Dans Cinq mains coupées, l’écrivaine Sophie Divry nous livre, à l’état brut, la parole de cinq hommes qui ont eu la main arrachée par une grenade lors du mouvement des Gilets jaunes. Comment, en France, pays démocratique, des personnes manifestant pour une vie plus décente peuvent-elles se retrouver infirmes du fait de l’action et des armes des forces de l’ordre ? En plus de ces « cinq mains coupées », une trentaine de personnes ont perdu un oeil et plusieurs centaines ont été blessées pendant les manifestations des Gilets jaunes et les mouvements qui ont suivi [1]. Un an après la mutilation, la littérature se fait l’écho de leur lent parcours de reconstruction psychique. Au-delà des mots et des individus, cette mutilation infligée par l’État à ses propres citoyens nous oblige à repenser le glissement à l’œuvre dans notre société. Entretien.

Basta !  : Pourquoi vous êtes-vous intéressée à ces blessés-là, à cette blessure-là plutôt qu’à une autre ? L’arme de guerre, la grenade GLI-F4 composée de TNT, l’amputation, sont-elles davantage symboliques d’une forme d’écroulement d’un état de droit ?  

Sophie Divry  [2] : J’avais hélas l’embarras du choix en termes de blessures étant donné la puissance de la répression. Les flash-ball ont crevé une trentaine d’yeux et les grenades GLI-F4 ont arraché cinq mains. Cette mutilation-là, une main entière arrachée, c’était nouveau, même si c’est déjà arrivé à Notre-Dame-des-Landes notamment. C’est un symbole d’arracher une main, ça fait très châtiment à l’ancienne. Et puis il y a le rapport de l’écrivaine à la main, l’écriture, la main droite, ça me touche. Ça nous touche tous. L’idée m’est venue au printemps d’aller écouter ces cinq personnes, de recueillir leurs paroles et de faire un livre avec uniquement leurs mots et leur histoire, en un chœur unique. J’ai d’abord rencontré Antoine, des Mutilés pour l’exemple, puis j’ai fait la connaissance des autres. Mais c’est une vraie question de choisir entre les centaines de mutilés… Maintenant que je m’y connais un peu, sans doute que se faire crever un œil, c’est pire, on ne voit plus le monde de la même manière, et vos amis n’ont plus le même visage en face d’eux.
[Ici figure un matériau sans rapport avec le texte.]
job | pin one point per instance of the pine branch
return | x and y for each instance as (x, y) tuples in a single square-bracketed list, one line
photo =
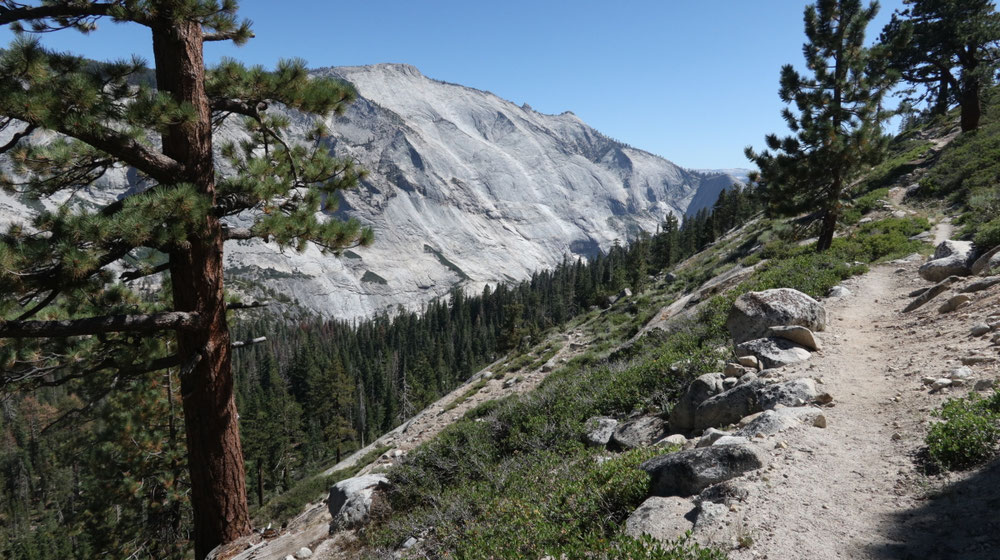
[(172, 320), (237, 305), (74, 10), (142, 273), (249, 342)]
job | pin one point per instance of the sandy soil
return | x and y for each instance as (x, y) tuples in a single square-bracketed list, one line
[(855, 489)]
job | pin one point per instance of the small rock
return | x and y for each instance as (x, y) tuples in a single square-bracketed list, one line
[(940, 384), (984, 385), (960, 373), (979, 329), (750, 362), (675, 439), (838, 292), (598, 430), (799, 335), (954, 303), (663, 518), (710, 436)]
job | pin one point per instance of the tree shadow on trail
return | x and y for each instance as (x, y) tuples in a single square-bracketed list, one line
[(958, 520)]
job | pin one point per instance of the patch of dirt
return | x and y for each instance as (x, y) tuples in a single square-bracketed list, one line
[(855, 489)]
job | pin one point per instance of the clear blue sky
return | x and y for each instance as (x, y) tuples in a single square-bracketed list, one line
[(693, 81)]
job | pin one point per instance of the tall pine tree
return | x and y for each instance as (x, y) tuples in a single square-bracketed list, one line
[(950, 47), (837, 132), (58, 279)]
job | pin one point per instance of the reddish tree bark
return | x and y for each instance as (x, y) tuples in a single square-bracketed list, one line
[(215, 457)]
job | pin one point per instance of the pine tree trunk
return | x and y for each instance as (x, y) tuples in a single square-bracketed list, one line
[(972, 108), (215, 458)]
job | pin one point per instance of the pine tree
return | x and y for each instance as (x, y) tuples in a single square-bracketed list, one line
[(837, 131), (948, 46), (60, 267)]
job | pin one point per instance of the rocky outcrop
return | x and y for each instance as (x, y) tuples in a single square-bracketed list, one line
[(754, 313), (951, 258), (688, 472), (773, 352), (664, 518), (729, 406), (988, 263), (780, 419), (705, 386), (797, 334), (598, 430), (350, 500), (638, 433)]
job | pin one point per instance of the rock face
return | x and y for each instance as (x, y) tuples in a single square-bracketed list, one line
[(663, 518), (799, 335), (754, 313), (351, 500), (729, 406), (773, 352), (638, 433), (459, 180), (988, 263), (780, 419), (688, 472), (951, 258), (705, 386)]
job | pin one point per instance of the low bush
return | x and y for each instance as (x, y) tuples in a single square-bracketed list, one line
[(967, 435)]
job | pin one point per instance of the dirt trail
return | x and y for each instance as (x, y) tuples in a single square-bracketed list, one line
[(853, 490)]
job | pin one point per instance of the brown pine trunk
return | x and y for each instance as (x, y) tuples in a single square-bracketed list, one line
[(215, 458), (972, 108)]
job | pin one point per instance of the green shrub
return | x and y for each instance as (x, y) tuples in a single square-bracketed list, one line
[(968, 433)]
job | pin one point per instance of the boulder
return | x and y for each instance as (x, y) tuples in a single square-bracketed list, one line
[(663, 518), (988, 263), (705, 386), (773, 352), (796, 392), (951, 258), (930, 293), (799, 335), (598, 430), (710, 436), (638, 433), (838, 292), (729, 406), (350, 500), (980, 285), (780, 419), (750, 361), (754, 312), (688, 472), (954, 303)]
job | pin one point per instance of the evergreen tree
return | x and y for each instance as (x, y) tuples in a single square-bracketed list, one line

Vous avez entrecoupé leurs récits, ce qui donne la sensation d’une voix unique, mais vous n’avez rien retouché de leurs propos, pourquoi ? Les paroles brutes sont-elles plus percutantes, plus « utiles » que tout ce que pourrait en faire un journaliste ou une écrivaine ?

Sophie Divry © Jérôme Panconi

Je me suis lancée dans ce livre davantage par devoir civique. Les Gilets jaunes et la répression inédite qui leur a été opposée, est un événement qui marque l’époque. Il faut le regarder en face pour le moment, il n’y a guère besoin de surplus esthétique. Pour moi, il fallait d’abord les écouter. Car on les a très peu entendus, ces mutilés. C’est l’horreur absolue qu’un citoyen, en France, ait la main arrachée alors qu’il manifestait. Je n’avais pas envie de mettre mon grain de sel en tant qu’artiste, d’adopter une posture en surplomb. Ce livre, c’est leur parole, c’est pour apporter une pièce au dossier en quelque sorte, une pièce à l’histoire contemporaine, un instantané de cette horreur.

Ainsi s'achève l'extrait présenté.